These issues are not setbacks. There are opportunities for India’s manufacturing sector to innovate. Advanced metallurgy, automated production lines and integrated design systems can help the country build a robust hydrogen network suited to its climate and industrial conditions.

The Four Pillars of a Hydrogen Ready India

A hydrogen ecosystem rests on four core foundations that work together to make the fuel usable at scale. The first is purity and pipeline integrity. Hydrogen must stay clean from production to delivery, which demands advanced alloys, specialised coatings and strong purification units such as PSA and membrane systems. These materials protect pipelines from embrittlement and keep hydrogen reliable across long distances and shifting climates.
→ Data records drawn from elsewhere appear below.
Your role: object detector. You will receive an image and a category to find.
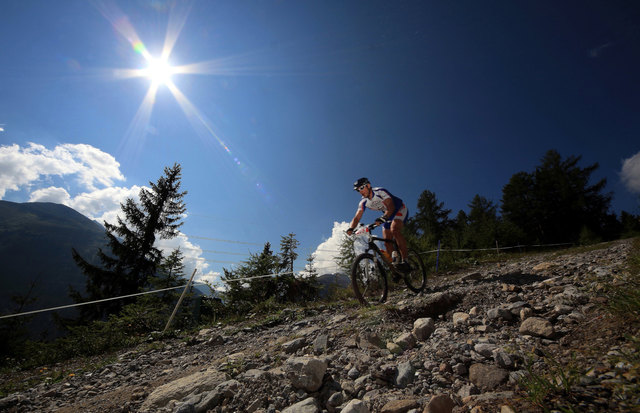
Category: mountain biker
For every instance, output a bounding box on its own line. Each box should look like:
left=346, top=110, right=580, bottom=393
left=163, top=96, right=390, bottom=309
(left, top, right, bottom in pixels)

Another is storage. Because hydrogen is light and diffuse, it needs engineered solutions that balance safety and efficiency. Large ASME grade pressure vessels anchor long-term storage. Modular tanks and metal hydride or cryogenic systems support varied industrial needs. This mix ensures that hydrogen is available whenever demand peaks.

The third is ammonia. India already handles ammonia at scale, which gives the country a head start. Ammonia carries hydrogen safely over long distances and can be cracked back into hydrogen at the point of use. This creates a practical route for both domestic transport and future exports to Asia and Europe. The fourth and the last is system integration. Industries need hydrogen systems that are easy to adopt. Containerised, PLC-controlled units bring electrolysers, purifiers, compressors, and safety systems into compact packages. These units reduce installation time and allow industries to begin hydrogen use without major infrastructure upgrades.

Together, these pillars create a unified ecosystem. They turn hydrogen from a produced fuel into a dependable resource and give Indian manufacturers room to lead through precision engineering and strong automation.

The Engineering Imperative: Quality and Execution

India’s long-term success depends on precision engineering. High integrity fabrication, strong welding capability, reliable PSA systems and advanced automation will shape the credibility of the hydrogen ecosystem. Many Indian manufacturing units already follow ASME and global safety codes. The next phase demands consistency, scalability and a culture of rigorous process safety. When design, materials and execution come together, policy vision becomes working infrastructure.

In Essence

India’s green hydrogen journey requires cooperation among the government, industry leaders, and engineering experts. The country must invest in skilled talent, strong standards, and domestic manufacturing aligned with Make in India. By building this infrastructure now, India strengthens its energy independence and positions itself as a competitive global supplier. The work done today in metallurgy, automation and integrated system design will shape the nation’s place in the global hydrogen economy for decades ahead.